Literature DB >> 29773582

Activation of Large Conductance, Calcium-Activated Potassium Channels by Nitric Oxide Mediates Apelin-Induced Relaxation of Isolated Rat Coronary Arteries.

Amreen Mughal1, Chengwen Sun1, Stephen T O'Rourke2.   

Abstract

Apelin increases coronary blood flow, cardiac contractility, and cardiac output. Based on these favorable hemodynamic effects, apelin and apelin-like analogs are being developed for treating heart failure and related disorders; however, the molecular mechanisms underlying apelin-induced coronary vasodilation are unknown. This study aimed to elucidate the signaling pathways by which apelin causes smooth muscle relaxation in coronary arteries. Receptors for apelin (APJ receptors) were expressed in coronary arteries, as determined by Western blot and polymerase chain reaction analyses. Immunofluorescence imaging studies identified APJ receptors on endothelial and smooth muscle cells. In isolated endothelial cells, apelin caused an increase in 4,5-diaminofluorescein fluorescence that was abolished by nitro-l-arginine (NLA) and F13A (H-Gln-Arg-Pro-Arg-Leu-Ser-His-Lys-Gly-Pro-Met-Pro-Ala-OH), an APJ receptor antagonist, consistent with increased nitric oxide (NO) production. In arterial rings, apelin caused endothelium-dependent relaxations that were abolished by NLA, F13A, and iberiotoxin. Neither oxadiazolo[4,3-a]quinoxalin-1-one (ODQ) nor DT-2, a protein kinase G inhibitor, had any effect on apelin-induced relaxations, and apelin itself had no effect on intracellular cGMP accumulation in coronary arteries.
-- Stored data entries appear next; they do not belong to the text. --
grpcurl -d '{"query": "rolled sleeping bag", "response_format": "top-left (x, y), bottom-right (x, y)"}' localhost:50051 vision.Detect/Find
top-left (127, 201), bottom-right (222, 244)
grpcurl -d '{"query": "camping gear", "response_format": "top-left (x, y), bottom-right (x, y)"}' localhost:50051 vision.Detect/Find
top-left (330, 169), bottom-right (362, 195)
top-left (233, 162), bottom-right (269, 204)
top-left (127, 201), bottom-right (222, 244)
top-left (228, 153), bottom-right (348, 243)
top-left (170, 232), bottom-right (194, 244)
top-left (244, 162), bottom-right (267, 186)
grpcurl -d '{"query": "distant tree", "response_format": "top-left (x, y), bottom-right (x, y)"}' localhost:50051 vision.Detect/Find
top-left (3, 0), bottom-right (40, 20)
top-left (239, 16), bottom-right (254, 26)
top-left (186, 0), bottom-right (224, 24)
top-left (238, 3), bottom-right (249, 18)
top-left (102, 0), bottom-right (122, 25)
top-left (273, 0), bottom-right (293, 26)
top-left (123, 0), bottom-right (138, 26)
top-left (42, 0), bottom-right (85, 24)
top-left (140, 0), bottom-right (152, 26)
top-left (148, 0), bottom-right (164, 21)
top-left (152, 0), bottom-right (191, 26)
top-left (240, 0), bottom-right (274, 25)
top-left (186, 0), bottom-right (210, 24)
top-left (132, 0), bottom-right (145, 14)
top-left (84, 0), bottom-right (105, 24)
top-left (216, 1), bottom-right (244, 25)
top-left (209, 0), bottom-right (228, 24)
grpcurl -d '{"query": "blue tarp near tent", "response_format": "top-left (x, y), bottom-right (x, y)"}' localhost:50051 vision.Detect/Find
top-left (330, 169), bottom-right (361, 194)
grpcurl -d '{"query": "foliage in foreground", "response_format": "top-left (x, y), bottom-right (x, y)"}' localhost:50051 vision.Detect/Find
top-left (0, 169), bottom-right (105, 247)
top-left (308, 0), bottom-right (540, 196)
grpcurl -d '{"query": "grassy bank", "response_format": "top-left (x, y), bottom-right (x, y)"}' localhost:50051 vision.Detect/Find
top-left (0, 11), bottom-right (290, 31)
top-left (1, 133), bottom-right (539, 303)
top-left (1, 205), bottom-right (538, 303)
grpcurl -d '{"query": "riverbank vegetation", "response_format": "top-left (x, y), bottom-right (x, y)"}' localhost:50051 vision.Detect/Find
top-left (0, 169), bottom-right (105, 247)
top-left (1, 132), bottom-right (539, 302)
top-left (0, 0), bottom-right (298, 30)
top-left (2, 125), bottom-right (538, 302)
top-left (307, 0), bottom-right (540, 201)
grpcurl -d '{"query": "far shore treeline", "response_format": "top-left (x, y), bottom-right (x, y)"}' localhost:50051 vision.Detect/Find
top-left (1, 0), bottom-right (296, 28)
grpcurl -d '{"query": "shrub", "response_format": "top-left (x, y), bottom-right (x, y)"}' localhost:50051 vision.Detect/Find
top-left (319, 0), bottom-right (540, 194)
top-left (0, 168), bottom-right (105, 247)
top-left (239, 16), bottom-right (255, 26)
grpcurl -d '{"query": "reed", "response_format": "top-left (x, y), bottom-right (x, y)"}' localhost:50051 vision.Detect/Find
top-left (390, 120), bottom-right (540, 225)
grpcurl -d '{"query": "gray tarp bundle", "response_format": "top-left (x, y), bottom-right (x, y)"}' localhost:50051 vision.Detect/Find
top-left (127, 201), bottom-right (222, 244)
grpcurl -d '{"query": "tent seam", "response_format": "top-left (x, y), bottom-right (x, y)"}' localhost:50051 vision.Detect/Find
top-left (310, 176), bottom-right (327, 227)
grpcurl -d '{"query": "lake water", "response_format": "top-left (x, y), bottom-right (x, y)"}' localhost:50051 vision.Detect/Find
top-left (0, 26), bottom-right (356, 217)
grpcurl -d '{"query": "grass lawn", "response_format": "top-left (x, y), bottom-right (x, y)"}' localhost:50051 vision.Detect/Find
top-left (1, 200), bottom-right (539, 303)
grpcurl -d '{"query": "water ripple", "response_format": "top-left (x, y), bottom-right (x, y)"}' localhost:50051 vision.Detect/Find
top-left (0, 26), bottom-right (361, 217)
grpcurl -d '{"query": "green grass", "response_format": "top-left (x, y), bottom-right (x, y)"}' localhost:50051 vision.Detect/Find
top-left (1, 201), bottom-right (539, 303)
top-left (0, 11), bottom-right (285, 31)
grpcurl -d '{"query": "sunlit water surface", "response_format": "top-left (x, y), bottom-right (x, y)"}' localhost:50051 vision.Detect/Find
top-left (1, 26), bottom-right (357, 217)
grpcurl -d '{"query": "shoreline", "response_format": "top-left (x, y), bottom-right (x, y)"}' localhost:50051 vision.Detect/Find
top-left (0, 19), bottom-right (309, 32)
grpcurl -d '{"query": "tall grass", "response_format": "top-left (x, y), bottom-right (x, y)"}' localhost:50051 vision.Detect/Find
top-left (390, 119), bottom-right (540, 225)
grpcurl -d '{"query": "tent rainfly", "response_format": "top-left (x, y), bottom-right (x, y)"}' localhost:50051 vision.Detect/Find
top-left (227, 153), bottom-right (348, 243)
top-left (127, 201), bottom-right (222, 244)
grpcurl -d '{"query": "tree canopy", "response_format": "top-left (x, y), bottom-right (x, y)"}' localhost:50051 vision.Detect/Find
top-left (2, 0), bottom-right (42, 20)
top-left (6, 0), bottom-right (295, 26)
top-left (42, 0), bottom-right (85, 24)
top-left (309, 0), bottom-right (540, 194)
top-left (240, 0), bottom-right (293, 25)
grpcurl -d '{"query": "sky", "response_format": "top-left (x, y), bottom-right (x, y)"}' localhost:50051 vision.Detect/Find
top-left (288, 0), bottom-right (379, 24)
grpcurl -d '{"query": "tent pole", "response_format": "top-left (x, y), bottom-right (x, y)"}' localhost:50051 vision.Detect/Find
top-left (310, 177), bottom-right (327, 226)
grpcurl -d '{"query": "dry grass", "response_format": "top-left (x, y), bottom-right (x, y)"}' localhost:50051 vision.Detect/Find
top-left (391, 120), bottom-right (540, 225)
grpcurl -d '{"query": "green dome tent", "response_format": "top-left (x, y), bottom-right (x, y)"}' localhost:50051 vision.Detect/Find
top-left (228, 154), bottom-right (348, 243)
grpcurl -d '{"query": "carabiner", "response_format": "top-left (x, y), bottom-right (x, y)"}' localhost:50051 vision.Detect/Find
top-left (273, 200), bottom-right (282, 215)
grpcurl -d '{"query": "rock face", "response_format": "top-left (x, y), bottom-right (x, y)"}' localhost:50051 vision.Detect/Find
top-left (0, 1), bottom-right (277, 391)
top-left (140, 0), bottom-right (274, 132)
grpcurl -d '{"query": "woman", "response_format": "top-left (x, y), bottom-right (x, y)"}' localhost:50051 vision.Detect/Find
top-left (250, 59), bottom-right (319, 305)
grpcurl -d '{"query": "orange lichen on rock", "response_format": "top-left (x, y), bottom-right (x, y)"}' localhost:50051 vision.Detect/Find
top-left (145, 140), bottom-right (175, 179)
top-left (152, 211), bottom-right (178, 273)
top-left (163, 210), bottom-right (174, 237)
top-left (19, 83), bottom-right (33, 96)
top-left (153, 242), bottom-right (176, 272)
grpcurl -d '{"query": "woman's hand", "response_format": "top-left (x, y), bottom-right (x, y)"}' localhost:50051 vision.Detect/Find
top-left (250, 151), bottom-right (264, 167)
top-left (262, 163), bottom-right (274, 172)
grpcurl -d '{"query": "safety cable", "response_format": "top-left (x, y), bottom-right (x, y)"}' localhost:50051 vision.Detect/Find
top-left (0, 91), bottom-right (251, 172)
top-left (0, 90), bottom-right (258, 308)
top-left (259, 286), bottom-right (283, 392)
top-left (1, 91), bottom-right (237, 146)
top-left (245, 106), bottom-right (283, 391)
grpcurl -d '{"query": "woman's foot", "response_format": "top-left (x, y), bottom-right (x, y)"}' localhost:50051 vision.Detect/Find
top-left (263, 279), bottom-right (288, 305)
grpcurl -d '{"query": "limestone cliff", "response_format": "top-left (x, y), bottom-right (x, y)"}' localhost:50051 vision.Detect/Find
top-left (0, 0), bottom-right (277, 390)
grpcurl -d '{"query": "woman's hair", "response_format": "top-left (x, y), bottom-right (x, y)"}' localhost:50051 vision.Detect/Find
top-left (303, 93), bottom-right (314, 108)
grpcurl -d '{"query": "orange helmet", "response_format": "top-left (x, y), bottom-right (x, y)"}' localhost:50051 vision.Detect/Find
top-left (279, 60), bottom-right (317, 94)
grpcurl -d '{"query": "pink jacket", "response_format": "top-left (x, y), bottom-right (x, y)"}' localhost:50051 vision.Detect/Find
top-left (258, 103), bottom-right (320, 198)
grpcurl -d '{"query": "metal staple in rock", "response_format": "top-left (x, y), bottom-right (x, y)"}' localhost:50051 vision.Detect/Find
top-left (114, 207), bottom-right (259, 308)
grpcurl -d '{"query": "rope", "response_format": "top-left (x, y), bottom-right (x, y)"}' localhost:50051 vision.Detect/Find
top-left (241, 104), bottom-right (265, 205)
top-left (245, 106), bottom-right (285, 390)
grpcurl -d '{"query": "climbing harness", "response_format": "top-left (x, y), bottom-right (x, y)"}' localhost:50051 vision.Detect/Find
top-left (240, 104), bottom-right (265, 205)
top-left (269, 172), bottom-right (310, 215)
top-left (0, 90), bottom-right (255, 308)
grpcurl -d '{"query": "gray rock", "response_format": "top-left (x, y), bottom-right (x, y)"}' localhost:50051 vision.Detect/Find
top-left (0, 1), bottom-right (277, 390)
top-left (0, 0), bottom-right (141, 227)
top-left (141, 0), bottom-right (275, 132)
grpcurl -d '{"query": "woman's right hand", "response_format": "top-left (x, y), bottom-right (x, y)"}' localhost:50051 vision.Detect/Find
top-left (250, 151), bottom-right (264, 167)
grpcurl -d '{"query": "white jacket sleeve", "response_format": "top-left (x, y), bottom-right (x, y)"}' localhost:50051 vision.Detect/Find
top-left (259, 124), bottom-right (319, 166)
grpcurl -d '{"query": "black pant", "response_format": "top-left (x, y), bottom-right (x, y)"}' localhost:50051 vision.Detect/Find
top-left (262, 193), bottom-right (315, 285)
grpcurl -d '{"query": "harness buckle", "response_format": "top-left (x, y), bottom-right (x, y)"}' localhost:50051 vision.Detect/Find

Patch-clamp studies in isolated smooth muscle cells demonstrated that the NO donors, diethyl amine NONOate and sodium nitroprusside, caused increases in large conductance, calcium-activated potassium channel (BKCa) currents, which were inhibited by iberiotoxin but not ODQ. Thus, apelin causes endothelium-dependent relaxation of coronary arteries by stimulating endothelial APJ receptors and releasing NO, which acts in a cGMP-independent manner and increases BKCa activity in the underlying smooth muscle cells. These results provide a mechanistic basis for apelin-induced coronary vasodilation and may provide guidance for the future development of novel apelin-like therapeutic agents.
Copyright © 2018 by The American Society for Pharmacology and Experimental Therapeutics.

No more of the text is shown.